Segundo dados de agências governamentais, o conflito resultou em cerca de 3.500 mortes no Irã, conforme um órgão estatal iraniano, e 26 mortes em Israel. As Forças Armadas dos EUA confirmaram 13 baixas entre seus membros. Além disso, ataques perpetrados pelo Irã causaram mortes em outras áreas, como no Líbano, onde cerca de 3.700 pessoas morreram, segundo o Ministério da Saúde libanês.
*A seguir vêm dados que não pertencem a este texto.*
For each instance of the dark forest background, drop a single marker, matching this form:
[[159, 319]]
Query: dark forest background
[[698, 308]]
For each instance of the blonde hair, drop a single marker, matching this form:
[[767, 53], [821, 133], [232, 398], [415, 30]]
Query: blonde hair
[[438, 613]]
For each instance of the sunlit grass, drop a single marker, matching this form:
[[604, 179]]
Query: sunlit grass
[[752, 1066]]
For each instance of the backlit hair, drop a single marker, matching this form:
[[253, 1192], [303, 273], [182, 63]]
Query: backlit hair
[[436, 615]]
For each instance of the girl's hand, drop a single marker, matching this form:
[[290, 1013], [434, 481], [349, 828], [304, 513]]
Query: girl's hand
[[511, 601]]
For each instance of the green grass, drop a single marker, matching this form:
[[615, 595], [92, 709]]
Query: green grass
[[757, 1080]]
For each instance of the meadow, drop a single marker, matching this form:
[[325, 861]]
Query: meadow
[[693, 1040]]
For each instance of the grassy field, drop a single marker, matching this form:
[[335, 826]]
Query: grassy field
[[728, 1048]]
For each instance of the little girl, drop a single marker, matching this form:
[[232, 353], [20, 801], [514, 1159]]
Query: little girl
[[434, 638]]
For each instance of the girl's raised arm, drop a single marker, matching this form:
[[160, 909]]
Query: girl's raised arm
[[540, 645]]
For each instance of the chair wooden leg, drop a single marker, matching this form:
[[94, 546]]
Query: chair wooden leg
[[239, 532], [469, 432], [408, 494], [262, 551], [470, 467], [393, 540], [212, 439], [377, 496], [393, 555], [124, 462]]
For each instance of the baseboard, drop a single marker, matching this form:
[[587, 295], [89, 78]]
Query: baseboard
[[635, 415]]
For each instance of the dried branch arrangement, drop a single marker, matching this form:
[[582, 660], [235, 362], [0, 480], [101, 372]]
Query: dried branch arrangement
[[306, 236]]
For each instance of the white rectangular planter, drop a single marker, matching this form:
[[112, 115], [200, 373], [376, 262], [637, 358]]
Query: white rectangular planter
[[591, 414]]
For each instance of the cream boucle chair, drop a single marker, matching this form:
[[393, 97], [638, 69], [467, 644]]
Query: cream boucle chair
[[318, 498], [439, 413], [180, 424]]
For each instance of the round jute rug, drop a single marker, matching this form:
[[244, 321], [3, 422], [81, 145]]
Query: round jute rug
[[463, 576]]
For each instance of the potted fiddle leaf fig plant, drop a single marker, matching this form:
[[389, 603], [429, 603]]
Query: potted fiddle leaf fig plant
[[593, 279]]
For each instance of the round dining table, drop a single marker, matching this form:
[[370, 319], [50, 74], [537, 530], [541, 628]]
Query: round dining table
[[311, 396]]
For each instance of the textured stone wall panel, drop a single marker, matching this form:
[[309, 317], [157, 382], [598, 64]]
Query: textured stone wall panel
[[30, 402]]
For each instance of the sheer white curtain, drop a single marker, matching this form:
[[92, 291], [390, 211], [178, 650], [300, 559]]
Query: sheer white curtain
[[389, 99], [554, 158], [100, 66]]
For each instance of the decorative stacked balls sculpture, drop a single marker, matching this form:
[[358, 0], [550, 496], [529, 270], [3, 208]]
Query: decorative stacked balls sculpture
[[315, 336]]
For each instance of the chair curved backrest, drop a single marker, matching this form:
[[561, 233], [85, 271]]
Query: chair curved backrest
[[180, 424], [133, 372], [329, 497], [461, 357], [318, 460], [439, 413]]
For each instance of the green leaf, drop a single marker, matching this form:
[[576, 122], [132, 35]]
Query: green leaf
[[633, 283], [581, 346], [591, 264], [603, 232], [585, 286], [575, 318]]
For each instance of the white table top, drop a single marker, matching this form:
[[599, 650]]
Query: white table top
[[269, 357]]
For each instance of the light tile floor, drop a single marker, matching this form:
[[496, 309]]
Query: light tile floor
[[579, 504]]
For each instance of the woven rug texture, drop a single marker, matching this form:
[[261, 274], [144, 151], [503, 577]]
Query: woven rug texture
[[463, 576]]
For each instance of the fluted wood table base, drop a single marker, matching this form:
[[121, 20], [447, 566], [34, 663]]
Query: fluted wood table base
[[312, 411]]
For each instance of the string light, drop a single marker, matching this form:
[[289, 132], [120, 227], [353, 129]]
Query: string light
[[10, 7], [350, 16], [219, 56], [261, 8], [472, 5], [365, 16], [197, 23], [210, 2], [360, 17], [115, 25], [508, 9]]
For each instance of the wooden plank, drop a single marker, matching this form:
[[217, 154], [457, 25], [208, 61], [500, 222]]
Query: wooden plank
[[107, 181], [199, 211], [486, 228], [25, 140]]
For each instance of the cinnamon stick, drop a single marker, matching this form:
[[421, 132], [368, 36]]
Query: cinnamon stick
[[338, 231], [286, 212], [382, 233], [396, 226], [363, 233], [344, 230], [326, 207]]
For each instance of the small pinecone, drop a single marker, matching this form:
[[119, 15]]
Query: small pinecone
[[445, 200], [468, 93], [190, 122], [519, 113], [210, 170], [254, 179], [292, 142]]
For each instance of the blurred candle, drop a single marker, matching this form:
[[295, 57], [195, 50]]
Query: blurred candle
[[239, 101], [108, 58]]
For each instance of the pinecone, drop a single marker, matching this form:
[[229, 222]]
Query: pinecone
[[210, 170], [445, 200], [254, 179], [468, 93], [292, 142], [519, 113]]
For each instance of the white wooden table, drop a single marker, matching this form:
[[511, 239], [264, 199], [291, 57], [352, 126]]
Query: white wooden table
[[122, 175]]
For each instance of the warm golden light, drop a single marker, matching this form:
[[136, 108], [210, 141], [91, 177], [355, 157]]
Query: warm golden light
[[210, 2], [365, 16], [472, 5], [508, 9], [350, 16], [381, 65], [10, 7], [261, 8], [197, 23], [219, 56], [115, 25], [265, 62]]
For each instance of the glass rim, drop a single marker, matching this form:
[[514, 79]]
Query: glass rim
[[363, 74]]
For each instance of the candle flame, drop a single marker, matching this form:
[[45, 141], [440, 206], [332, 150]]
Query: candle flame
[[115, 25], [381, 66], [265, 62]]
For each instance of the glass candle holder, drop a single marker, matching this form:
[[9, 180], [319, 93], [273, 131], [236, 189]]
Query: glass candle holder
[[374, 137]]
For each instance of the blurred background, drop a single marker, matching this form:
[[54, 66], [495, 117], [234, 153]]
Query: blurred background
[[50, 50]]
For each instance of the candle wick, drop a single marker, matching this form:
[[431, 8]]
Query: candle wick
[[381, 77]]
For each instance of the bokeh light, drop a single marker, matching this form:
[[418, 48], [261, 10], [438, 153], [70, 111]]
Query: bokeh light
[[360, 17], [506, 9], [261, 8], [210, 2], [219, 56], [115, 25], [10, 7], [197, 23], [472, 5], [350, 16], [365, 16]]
O impacto financeiro se estende ao consumidor americano. A Moody’s Analytics aponta o custo de pelo menos US$ 132 bilhões para os contribuintes dos EUA, englobando gastos militares e aumento de commodities. Um economista-chefe da Moody’s Analytics, Mark Zandi, explicou que esse valor inclui taxas de juros e aumento de preços de energia. Um alto funcionário do Pentágono informou ao Congresso que o custo militar havia subido para cerca de US$ 29 bilhões, sem contar reparos de bases danificadas.
A crise econômica também afeta o abastecimento global. Interrupções no comércio, como o fechamento do Estreito de Ormuz, elevaram preços de insumos como o enxofre. Um relatório do Conselho de Relações Exteriores, citado por um economista-chefe da Organização das Nações Unidas para a Alimentação e a Agricultura (FAO), afirmou que tais interrupções ameaçam “preços mais altos dos alimentos, maior inflação alimentar, redução do crescimento econômico e aumento da fome em todo o mundo”.